The next day, I bought a pack. I even read the book again. I’d read in a smokers’ forum that it sometimes worked better the second time. I made it a week after my second attempt. But working as a bartender and spending so much time around smokers, smelling them and watching plumes of smoke settle over their heads, has made my journey toward quitting feel, at times, impossible.
But the thing is, I still do it. I still quit all the time. Practice makes perfect, right? When people ask me if I plan to quit, I respond, “Oh yeah. I’m quitting right now. I’m always quitting.”
Like a lot of smokers, I know how important it is to quit. In the two weeks that I didn’t smoke, I woke up in the morning and filled my lungs with air, enjoying the sensation that had replaced my hacking and wheezing. I went to the gym, and I could actually exercise for an hour without thinking I would have a heart attack. I could smell food, and it smelled incredible. I washed every article of clothing I owned, so excited to have a closet full of clothes that smelled like “mountain fresh” instead of “den where your grandpa has smoked for 30 years.”
Looking back on how happy I was in those two weeks, I wonder what the hell happened. I wasn’t miserable at all, and I barely even missed smoking for much of that time. I have absolutely no explanation for why I started smoking again, try as I might to figure it out. I think that’s the worst part — that my life is ruled by this substance that I hate, and I have no idea why.

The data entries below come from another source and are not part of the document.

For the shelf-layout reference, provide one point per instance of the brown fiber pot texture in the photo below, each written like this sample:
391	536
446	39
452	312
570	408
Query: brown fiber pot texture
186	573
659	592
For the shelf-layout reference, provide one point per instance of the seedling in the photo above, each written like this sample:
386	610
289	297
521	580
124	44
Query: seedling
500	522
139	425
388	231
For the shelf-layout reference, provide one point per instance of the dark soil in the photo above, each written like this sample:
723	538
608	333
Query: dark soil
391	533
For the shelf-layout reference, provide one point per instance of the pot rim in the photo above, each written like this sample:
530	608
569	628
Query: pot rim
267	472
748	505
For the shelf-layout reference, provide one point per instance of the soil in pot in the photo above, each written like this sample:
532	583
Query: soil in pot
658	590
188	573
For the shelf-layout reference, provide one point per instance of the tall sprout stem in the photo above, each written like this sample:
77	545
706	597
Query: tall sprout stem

But the not knowing has not kept me from trying. I think it's important to focus on that. I have days when I smoke a whole pack, days when I only smoke three or five cigarettes, and even days when I don’t smoke at all. I haven’t been able to recapture the bliss of those two weeks; usually my smoke-free days leave me irritable and unable to think, like I left my watch at home but instead of my watch it’s the part of my brain that makes me feel normal and instead of home it’s the corner store. But I keep trying. Practice makes perfect. I'm quitting. I’m always quitting.